The Alpha Mummy Sex and Parenthood Survey

Posted by Jennifer Howze on May 19, 2008 in Marital politics | Permalink | Comments (41) | Email this post

Comments

That's an interesting coincidence, I hate niggAz myself.

Posted by: Bob | 3 Jun 2008 08:00:52

I hate ethnic minorities.

Posted by: joe | 3 Jun 2008 07:59:19

Hi all,

There's a post on the other thread that should answer everyone's questions about postcode, privacy and everything survey.

http://timesonline.typepad.com/alphamummy/2008/05/want-to-comment.html?cid=116087010#comment-116087010

Jen

Posted by: Jennifer | 23 May 2008 10:49:33

On Ts And Cs, there is a different between those hidden in small print and those which are brought to your notice.

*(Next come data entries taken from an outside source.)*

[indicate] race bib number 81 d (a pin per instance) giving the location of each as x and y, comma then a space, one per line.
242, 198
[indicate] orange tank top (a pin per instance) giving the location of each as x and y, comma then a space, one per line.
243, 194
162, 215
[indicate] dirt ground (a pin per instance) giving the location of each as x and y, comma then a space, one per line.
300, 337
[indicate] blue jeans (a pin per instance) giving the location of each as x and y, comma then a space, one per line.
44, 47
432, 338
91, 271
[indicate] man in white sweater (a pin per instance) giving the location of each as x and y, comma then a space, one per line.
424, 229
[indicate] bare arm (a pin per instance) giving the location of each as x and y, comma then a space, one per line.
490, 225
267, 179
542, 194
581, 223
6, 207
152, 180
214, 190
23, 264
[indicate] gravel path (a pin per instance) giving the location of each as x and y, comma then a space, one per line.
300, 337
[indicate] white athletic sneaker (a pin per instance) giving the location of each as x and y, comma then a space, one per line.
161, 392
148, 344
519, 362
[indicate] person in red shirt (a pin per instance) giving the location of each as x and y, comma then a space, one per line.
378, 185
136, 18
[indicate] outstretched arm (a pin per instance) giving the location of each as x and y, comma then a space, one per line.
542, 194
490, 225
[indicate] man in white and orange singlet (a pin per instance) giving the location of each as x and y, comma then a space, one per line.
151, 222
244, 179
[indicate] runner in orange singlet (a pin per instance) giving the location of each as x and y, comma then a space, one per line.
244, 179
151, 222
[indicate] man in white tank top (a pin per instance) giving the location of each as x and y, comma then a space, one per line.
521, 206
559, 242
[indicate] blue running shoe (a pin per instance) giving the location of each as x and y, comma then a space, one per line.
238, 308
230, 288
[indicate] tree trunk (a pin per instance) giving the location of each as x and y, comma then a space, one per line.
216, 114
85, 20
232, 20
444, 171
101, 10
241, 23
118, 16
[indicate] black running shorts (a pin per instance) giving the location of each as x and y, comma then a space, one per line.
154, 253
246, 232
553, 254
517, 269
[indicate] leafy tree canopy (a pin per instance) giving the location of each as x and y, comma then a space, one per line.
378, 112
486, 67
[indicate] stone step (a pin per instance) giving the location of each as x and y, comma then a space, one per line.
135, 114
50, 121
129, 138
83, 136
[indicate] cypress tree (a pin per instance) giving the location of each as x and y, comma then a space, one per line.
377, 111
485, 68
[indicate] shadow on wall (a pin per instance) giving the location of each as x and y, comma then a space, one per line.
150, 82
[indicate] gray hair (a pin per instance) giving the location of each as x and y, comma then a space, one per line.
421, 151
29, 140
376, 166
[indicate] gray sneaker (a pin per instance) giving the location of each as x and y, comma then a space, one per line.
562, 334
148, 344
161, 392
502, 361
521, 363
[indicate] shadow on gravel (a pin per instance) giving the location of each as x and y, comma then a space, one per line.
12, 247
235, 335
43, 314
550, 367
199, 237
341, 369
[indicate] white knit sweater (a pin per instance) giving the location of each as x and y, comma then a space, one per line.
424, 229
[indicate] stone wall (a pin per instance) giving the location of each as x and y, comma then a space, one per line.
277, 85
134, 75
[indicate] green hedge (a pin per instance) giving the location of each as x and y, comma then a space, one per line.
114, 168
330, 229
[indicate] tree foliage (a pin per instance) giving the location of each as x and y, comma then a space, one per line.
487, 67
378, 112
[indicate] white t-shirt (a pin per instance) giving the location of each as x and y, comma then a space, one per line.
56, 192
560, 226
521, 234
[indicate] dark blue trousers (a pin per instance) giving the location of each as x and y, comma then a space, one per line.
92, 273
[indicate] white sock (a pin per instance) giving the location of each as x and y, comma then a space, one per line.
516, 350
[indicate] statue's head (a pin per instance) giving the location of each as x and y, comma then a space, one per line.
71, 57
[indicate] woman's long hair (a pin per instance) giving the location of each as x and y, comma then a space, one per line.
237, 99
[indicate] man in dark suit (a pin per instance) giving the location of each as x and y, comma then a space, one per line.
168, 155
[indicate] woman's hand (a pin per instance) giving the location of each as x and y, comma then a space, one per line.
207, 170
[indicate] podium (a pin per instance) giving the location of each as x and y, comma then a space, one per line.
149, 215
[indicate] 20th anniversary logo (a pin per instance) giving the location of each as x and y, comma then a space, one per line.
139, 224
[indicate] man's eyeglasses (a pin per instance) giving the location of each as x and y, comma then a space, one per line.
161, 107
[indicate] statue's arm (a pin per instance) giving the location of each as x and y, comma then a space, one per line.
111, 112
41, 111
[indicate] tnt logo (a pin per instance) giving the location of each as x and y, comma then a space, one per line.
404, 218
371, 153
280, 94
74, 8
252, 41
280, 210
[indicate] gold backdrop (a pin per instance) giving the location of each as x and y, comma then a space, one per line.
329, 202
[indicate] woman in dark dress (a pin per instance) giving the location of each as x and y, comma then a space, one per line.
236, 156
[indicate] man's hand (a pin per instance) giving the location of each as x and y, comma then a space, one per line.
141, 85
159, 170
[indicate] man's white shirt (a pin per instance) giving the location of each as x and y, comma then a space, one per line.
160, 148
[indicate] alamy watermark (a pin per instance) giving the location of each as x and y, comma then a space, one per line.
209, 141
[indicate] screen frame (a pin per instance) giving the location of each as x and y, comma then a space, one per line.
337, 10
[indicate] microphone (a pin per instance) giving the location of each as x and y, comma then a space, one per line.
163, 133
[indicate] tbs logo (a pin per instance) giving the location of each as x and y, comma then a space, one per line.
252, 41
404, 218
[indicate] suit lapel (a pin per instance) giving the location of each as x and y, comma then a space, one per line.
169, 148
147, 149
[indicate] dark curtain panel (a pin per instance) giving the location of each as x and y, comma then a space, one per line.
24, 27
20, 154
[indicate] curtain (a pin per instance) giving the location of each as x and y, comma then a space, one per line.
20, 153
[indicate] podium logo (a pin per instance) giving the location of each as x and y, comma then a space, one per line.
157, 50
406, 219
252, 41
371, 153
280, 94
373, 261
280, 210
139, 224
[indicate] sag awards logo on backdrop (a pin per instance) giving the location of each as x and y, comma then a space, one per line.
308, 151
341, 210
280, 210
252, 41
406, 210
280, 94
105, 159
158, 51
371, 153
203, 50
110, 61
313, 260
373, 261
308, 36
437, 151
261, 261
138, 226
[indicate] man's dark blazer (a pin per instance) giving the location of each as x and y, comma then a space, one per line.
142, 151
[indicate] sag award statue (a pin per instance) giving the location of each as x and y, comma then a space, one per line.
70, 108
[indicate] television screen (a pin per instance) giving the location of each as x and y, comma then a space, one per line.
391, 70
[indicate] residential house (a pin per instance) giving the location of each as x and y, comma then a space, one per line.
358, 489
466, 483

Let's not even think about having to tick the "I have read your T&C" box each time we post, but there is such a thing as "reasonable notice" of terms between professionals on the one hand and members of the lay public on the other.

Posted by: J | 22 May 2008 07:51:09

Caitlin, thanks.

I'd like to be told if our material will be used in *any* publication, not just the Times. I think an email to the individual asking permission for a quote beforehand would be reasonable.

I enjoy contributing to this blog, but I dont want to be farmed.

Posted by: J | 22 May 2008 07:20:45

And Caitlin? You could always, like, pretend you were, like, talking like a Californian? Y'know? They do the same thing? and they'd be all, like, "whatever" if you made jokes about it?

Posted by: Lazy Mummy | 22 May 2008 04:34:46

I suspect that if we all go & read the fine print somewhere on Times Blogs there is a user agreement that by posting here, we've already officially accepted, and that this fine print describes how timesonline & its subsidiary sites can use our personally identifiable information; also (most likely) that the comments we post are property of timesonline, not ourselves.

At least, that's how most websites word it and actually I'd be surprised if CM, JH et al don't already know that (I'd expect them to have been forced to read the T&Cs by their legal team when they set up the blog, but maybe timesonline is more like a start-up than one would expect).

Personally, I don't want to see a formal code of conduct for the blog - I think that would be more restricting & like the "reasonable use/comments" approach that seems to have developed. However, I do think it's fair of Jennifer to explain her motivation for the survey. After all, a blog like this, which consists mostly (like 99.9%) of comments by intelligent astute professional women is a great & easy source of anecdotal research for a journalist. Not that that's a bad thing for her, but I can see how it would smart for some people if they felt their comments were being used as some sort of "rent-a-quote".

Posted by: Lazy Mummy | 22 May 2008 04:32:33

You'll be lynched if you hang round here pretending to be Australian, Caitlin. Have you never noticed how many New Zealanders and linked-to-NZ comment on this site?

We should rename it Elfememmy.

Posted by: Kieransmum | 21 May 2008 22:05:28

Hey ladies, dunno why no-one else is answering your queries - can only presume "the guys" are maybe doing half term or something. I'll send an email to them and get back to you? And use a question mark at the end of my sentence, like I'm Australian?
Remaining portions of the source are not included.